La photographie ci-dessous sert parfois à illustrer la victoire éclatante de Maba sur les Français à la cèlèbre bataille de Pathé Badiane le 30 décembre 1865. Il s’agit en réalité d’une carte postale de l’époque coloniale intitulée « Arrivée d’un marabout ». Le personnage est à cheval, suivi de ses disciples à pied. Pour dévaluer voire insulter le même roi sèrère, l’image a été falsifiée vers 2009 sous forme « d’infox -intox» avant la lettre : Sur l’un des disciples qui marche pieds nus, on a collé une feuille blanche avec la mention : « Boursine Coumba Ndoffène ». La photo a circulé sur les réseaux sociaux de l’époque.

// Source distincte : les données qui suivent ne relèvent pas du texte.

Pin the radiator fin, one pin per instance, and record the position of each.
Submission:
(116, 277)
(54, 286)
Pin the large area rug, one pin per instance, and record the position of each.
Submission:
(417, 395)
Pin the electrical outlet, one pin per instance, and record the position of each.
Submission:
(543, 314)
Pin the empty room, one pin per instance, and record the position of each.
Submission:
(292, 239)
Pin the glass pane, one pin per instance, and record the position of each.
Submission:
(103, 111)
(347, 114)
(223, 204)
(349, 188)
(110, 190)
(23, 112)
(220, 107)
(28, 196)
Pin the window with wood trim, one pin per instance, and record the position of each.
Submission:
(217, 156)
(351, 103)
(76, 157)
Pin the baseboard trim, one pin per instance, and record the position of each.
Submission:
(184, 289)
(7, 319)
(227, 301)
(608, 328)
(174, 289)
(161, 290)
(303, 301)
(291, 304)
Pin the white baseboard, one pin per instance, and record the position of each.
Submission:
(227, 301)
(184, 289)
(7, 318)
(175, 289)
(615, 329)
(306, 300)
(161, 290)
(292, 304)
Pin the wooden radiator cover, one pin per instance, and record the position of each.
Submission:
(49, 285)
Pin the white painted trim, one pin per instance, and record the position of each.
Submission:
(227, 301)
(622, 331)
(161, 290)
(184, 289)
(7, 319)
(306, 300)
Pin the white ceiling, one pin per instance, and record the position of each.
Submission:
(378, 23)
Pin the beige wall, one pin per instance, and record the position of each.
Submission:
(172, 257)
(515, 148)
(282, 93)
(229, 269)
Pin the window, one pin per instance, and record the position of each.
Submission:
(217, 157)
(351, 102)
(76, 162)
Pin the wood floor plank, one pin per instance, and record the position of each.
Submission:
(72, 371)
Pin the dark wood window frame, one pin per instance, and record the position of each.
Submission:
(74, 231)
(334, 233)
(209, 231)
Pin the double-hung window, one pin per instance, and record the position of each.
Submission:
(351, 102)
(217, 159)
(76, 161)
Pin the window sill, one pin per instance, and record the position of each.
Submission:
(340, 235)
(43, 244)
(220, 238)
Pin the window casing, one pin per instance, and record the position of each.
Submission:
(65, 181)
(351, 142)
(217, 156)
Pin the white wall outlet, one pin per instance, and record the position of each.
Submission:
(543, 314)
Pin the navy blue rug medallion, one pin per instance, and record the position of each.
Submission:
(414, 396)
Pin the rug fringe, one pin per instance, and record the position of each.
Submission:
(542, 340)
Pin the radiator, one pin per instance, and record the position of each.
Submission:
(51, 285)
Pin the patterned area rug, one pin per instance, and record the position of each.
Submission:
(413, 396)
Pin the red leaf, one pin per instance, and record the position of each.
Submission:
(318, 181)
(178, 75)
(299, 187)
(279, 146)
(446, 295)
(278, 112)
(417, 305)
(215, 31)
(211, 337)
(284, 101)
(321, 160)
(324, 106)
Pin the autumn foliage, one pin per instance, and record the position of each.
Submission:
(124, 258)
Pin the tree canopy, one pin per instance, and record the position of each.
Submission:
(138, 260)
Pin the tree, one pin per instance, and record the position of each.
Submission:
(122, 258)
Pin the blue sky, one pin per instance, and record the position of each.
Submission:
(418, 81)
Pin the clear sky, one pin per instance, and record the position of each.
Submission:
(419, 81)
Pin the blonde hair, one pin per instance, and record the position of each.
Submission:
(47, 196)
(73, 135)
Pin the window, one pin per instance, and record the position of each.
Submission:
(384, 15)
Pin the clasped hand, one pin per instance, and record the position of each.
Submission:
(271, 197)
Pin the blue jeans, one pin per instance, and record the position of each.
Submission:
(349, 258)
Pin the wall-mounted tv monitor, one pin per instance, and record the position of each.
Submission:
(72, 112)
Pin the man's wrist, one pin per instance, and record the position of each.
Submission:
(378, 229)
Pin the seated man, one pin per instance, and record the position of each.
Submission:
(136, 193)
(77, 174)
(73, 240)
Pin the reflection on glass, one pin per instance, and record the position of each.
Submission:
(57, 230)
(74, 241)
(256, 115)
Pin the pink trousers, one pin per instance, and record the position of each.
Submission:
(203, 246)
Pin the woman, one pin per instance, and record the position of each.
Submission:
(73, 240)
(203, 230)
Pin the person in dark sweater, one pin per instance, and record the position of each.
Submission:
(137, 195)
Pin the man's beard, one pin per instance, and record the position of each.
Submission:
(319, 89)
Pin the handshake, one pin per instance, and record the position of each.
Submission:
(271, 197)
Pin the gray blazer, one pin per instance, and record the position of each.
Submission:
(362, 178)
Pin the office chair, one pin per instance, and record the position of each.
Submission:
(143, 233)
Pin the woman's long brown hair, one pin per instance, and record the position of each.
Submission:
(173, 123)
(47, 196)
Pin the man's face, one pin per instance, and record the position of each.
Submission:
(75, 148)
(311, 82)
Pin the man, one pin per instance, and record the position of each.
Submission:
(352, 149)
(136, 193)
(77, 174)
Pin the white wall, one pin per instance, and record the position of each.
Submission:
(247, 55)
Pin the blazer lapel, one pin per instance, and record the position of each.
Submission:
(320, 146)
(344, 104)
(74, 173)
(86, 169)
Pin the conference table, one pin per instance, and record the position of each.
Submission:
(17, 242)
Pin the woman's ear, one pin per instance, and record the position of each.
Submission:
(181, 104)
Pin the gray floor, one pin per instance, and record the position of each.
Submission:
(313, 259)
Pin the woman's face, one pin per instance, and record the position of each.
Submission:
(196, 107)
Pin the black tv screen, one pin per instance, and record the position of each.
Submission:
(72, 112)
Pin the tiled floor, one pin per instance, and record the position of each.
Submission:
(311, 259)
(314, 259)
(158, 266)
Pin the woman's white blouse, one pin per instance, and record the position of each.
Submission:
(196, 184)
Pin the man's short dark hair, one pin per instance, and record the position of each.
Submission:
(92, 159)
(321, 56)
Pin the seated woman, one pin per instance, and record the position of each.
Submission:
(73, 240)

Elle a également été reproduite en grand nombre et distribuée.
Carte postale ancienne « arrivée d’un marabout »
La même année, lors d’une émission télévisée pour enfants, un gamin d’une dizaine d’annés demanda à un très grand communicateur traditionnel : » qui était Coumba Ndoffène Diouf ? ». Réponse : « C’était un ami de Lamine Guèye ». Certes Guèye premier Docteur en Droit en Afrique noire, brillant avocat et Président de l’Assemblée nationale est sans conteste l’un des piliers fondateurs de la nation. En sa qualité de Maire de Dakar, il octroya des bourses d’études à une cohorte de jeunes sénégalais que les colons ne voulaient pas voir partir en France poursuivre des études supérieures. Parmi les bénéficiaires, il y avait un futur avocat, un certain Khar Ndoffène Diouf. Il y avait aussi parmi eux, Birago Diop qui donne l’information (La plume raboutée). La réponse malicieuse du communicateur n’est certes pas fausse, mais ce n’est pas ce que voulait savoir le bambin...
Maitre Lamine Guèye
a contribué à la formation des premières ressources humaines du pays.

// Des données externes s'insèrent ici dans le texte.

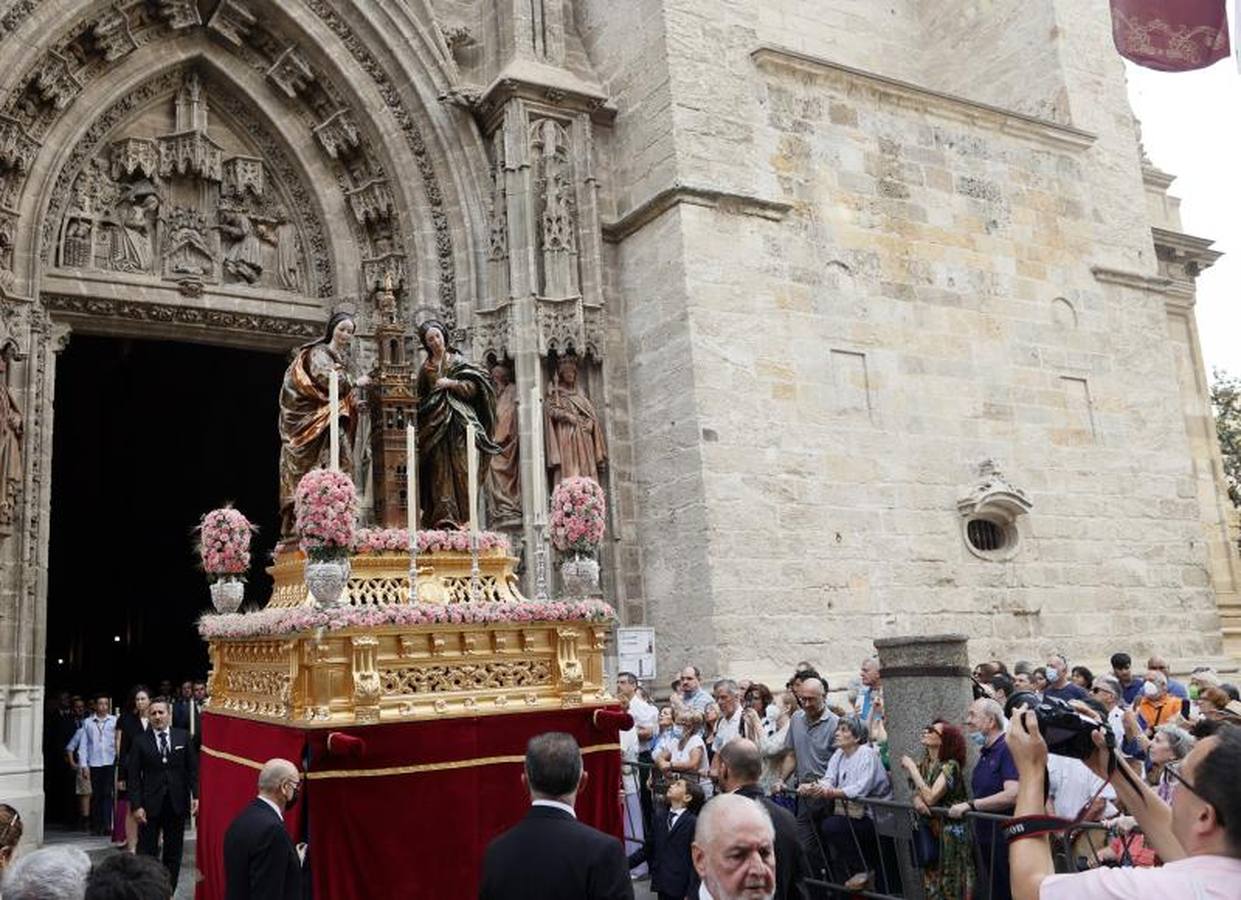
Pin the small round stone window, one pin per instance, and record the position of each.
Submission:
(990, 539)
(984, 535)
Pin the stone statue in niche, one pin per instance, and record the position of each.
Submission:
(504, 474)
(10, 445)
(575, 438)
(452, 392)
(135, 215)
(305, 438)
(243, 257)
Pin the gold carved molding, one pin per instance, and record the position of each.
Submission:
(401, 673)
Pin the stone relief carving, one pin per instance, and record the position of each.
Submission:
(550, 149)
(575, 433)
(11, 425)
(175, 206)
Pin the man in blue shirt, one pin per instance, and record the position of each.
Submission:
(96, 747)
(994, 783)
(1122, 667)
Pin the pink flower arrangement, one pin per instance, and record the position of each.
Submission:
(305, 618)
(224, 544)
(324, 509)
(577, 508)
(396, 540)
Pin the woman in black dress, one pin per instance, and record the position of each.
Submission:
(129, 728)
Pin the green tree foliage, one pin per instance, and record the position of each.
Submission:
(1226, 405)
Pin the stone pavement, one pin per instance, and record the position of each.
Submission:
(97, 848)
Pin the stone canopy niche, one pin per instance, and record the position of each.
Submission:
(175, 196)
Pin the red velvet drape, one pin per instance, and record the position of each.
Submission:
(426, 800)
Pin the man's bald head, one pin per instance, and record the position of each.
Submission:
(274, 774)
(740, 764)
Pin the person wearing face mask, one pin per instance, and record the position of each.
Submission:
(261, 862)
(1057, 680)
(994, 783)
(1157, 706)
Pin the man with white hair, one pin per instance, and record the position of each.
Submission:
(735, 850)
(994, 783)
(261, 862)
(55, 873)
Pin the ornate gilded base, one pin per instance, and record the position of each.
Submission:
(354, 677)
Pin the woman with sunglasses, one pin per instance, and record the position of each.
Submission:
(940, 780)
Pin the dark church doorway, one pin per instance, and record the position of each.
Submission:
(149, 435)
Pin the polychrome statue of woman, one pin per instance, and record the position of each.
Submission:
(305, 438)
(452, 392)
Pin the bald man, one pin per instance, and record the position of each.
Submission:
(261, 862)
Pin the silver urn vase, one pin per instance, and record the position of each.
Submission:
(580, 575)
(327, 580)
(227, 594)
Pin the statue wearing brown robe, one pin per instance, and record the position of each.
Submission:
(575, 438)
(504, 477)
(452, 392)
(305, 440)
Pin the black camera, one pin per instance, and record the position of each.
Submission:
(1065, 730)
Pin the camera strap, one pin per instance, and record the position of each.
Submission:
(1039, 826)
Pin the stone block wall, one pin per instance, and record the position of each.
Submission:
(812, 389)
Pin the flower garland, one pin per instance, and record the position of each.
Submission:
(224, 544)
(324, 509)
(304, 618)
(396, 540)
(577, 508)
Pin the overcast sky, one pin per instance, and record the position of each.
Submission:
(1191, 129)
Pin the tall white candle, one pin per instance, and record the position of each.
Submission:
(472, 467)
(539, 488)
(334, 418)
(411, 482)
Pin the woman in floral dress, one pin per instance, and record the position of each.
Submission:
(940, 780)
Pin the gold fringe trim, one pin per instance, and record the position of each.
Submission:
(401, 770)
(230, 757)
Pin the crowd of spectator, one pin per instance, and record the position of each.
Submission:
(819, 761)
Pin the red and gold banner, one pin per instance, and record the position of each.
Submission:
(1170, 35)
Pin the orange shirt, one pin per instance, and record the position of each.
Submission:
(1154, 715)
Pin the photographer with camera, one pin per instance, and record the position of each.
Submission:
(1198, 837)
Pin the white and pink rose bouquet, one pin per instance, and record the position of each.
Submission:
(324, 512)
(577, 509)
(224, 544)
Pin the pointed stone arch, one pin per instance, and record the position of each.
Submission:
(350, 85)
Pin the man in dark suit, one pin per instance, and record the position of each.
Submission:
(551, 855)
(261, 862)
(163, 786)
(739, 769)
(672, 867)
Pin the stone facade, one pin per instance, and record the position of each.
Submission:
(843, 274)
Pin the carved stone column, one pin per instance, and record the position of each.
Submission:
(34, 342)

C’est aussi une forme de résistance et de combat anticolonial.
C’est le lieu de rendre un vibrant hommage au Colonel des Douanes Mahécor Diouf président du Comité pour la célébration annuelle du témoignage de Bour Sine Coumba Ndoffene Diouf junior en faveur de Cheikh Ahmadou Bamba devant le Conseil colonial. Il vient de nous quitter le 6 décembre 2021. Il a été enterré à Diakhao la capitale.
Mahécor Diouf,
Colonel des douanes
En conclusion Mahawa Semou Diouf l’auteur de l’article écrit : Comme recommandation : nous souhaitons de la Commission nationale, la reprise des travaux sur l’espace sèrère en associant des compétences avérées du terroir.

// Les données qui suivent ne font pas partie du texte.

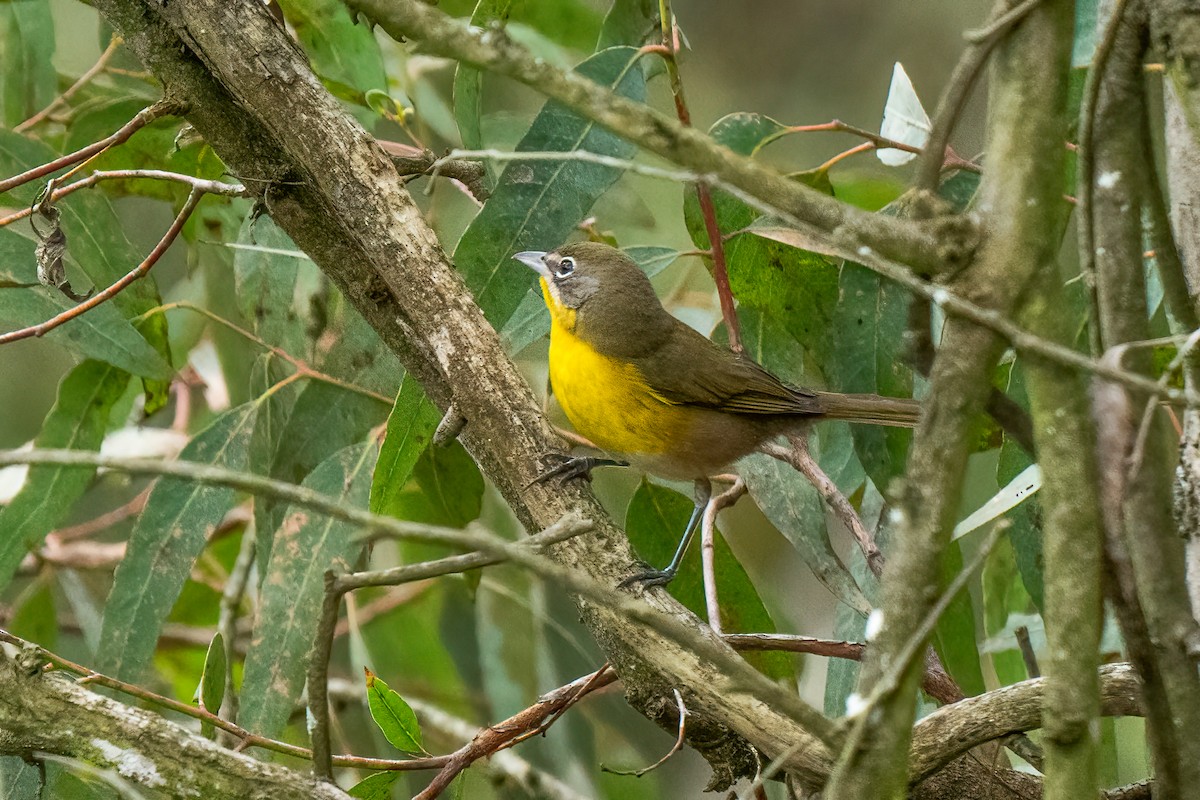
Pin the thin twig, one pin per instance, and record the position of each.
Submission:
(963, 78)
(227, 620)
(675, 749)
(516, 728)
(162, 108)
(246, 738)
(336, 587)
(301, 367)
(136, 274)
(803, 462)
(84, 79)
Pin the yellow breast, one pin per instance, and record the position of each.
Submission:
(609, 401)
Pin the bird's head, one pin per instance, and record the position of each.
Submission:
(593, 282)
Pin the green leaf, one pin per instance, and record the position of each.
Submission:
(78, 421)
(28, 82)
(327, 417)
(797, 288)
(306, 546)
(340, 50)
(96, 245)
(411, 427)
(538, 204)
(865, 353)
(954, 638)
(1025, 521)
(468, 82)
(171, 534)
(654, 522)
(1084, 47)
(630, 23)
(375, 787)
(102, 334)
(1002, 595)
(265, 284)
(531, 320)
(447, 488)
(795, 507)
(35, 613)
(393, 715)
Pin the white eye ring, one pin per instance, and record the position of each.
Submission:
(565, 266)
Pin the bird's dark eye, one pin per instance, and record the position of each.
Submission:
(565, 266)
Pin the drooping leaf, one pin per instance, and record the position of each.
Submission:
(327, 417)
(865, 354)
(306, 546)
(538, 204)
(28, 82)
(171, 534)
(531, 320)
(394, 716)
(654, 522)
(797, 288)
(375, 787)
(954, 638)
(78, 421)
(411, 427)
(97, 245)
(151, 148)
(1002, 595)
(101, 334)
(265, 283)
(796, 509)
(630, 23)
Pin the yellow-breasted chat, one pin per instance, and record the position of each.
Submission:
(652, 391)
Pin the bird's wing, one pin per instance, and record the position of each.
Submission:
(689, 370)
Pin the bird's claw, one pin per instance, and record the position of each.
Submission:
(571, 467)
(648, 578)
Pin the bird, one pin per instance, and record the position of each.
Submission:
(652, 391)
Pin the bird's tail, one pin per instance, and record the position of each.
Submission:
(874, 409)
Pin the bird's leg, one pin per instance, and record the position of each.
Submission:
(571, 467)
(663, 577)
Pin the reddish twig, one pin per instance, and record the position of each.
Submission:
(84, 79)
(670, 53)
(801, 459)
(529, 722)
(210, 187)
(245, 738)
(143, 118)
(138, 272)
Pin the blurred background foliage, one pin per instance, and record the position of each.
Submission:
(480, 647)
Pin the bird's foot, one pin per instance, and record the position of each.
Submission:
(648, 578)
(571, 467)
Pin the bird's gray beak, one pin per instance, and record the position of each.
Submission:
(535, 260)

A défaut, et parce qu’il s’agit d’un mépris manifeste, nous devons, toutes composantes sèrères confondues, unir nos énergies pour écrire notre propre histoire.
Notes:
[1] Il aurait pu commencer par les précurseurs Blaise Diagne et Ngalandou Diouf, et ajouter le Président Abdou Diouf, tous (de pères) sèrères, sans oublier le président Dia de mère sèrère ni le président Macky Sall Toucouleur « demi sèrère » né au Sine.
[2] Enclaves autonomes appelées républiques sèrères
[3] Sacrifiées par les promoteurs du « modèle islamo wolof », sous le couvert d’une histoire dite générale du Sénégal financée sur les fonds publics de l’ensemble du pays.
[4] Yves Saint Martin p 526
[5] Voir aussi l’article de Mahawa Sémou Diouf in l’Observateur n° 3781 du 30 avril -1e mai 2016 p15.
[6] Dans toute l’histoire du Sénégal connue, trois formations politiques seulement sont formellement estampillées « dynasties guerrières »: les Ton-jongs sèrères ou Jam-baar au Tekrour (Fouta) 13e siècle ( ?), les Nianthios manding du Gabou en Sénégambie méridionale également au 13e siècle, et les Guelwar sèrères mandings au Sine et au Saloum au 14e siècle. Mais au Musée de l’Armée, on ne trouve aucune mention de ces dynasties, alors même que le nom des soldats sénégalais surnommés Jambars et sa devise sont tous deux tirés de l’histoire des Sèrères.
[7] D’après une tradition orale, avant l’arrivée du contingent français pour la perquisition, le roi aurait envoyé des éléments de sa garde postés autour de la résidence du marabout pour empêcher l’introduction frauduleuse d’armes susceptibles de le compromettre.